I have two dataframes I want to join. They share two fields: group_id
and person_name
. I want to join exactly on group_id
and fuzzy on person_name
. How can I do this?
Constraints:
- It should be an inner join. So
group_id
exactly andperson_name
fuzzy must appear in both the left and right frames. - The real dataframes are large.

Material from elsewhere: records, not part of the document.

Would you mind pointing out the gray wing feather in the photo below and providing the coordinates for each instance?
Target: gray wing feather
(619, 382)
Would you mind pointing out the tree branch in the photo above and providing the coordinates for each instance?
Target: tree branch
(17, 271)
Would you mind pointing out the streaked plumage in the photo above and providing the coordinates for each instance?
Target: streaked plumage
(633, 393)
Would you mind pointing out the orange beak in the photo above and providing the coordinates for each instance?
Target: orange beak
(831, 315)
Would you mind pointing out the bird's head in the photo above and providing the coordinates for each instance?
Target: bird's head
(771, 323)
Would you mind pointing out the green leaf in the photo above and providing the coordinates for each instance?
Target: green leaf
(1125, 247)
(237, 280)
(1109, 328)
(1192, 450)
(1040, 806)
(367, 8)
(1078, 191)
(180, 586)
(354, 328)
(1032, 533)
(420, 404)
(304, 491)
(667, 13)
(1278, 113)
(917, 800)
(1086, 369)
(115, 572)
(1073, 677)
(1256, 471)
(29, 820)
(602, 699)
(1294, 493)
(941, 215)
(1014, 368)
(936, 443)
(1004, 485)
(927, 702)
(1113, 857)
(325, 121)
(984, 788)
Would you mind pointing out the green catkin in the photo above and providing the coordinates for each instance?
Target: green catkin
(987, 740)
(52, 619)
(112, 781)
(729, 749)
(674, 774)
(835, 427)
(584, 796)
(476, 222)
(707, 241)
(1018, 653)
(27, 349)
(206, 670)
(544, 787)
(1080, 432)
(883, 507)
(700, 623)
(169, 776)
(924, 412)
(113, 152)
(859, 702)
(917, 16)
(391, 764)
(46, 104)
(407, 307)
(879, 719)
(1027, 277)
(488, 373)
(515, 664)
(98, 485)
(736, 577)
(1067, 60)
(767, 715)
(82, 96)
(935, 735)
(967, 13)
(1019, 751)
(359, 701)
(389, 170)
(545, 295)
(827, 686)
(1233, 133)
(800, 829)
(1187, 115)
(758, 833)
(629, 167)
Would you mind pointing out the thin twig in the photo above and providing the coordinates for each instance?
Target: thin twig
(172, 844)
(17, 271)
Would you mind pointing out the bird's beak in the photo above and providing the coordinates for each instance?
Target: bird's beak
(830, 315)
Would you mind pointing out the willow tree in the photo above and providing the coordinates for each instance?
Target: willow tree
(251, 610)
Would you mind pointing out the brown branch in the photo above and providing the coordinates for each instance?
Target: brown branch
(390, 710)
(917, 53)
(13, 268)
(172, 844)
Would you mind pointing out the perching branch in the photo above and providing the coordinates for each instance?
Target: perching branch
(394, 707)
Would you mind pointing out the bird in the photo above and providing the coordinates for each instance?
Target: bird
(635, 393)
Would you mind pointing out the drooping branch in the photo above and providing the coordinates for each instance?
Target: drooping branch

I have tried the answer suggested by David Robinson using his package fuzzyjoin, but there is too much data to create a Cartesian product before filtering.
- I'd love an answer in the tidyverse but it's not strictly necessary.
Here is a small example:
a = data.frame(
group_id=c(1,2,2,3,3,3),
person_name=c('Alice', 'Bob', 'Charlie', 'David', 'Eve', 'Frank'),
eye_color=c('brown', 'green', 'blue', 'brown', 'green', 'blue')
)
b = data.frame(
group_id=c(2,2,2,3,3,3,3),
person_name=c('Alie', 'Bobo', 'Charles', 'Charlie', 'Davis', 'Eva', 'Zed' ),
hair_color=c('brown', 'brown', 'black', 'grey', 'brown', 'black', 'blond')
)
expected = data.frame(
group_id=c(2,2,3,3),
person_name_x=c('Bob', 'Charlie', 'David', 'Eve'),
person_name_y=c('Bobo', 'Charles', 'Davis', 'Eva'),
eye_color=c('green', 'blue', 'brown', 'green'),
hair_color=c('brown', 'black', 'brown', 'black')
)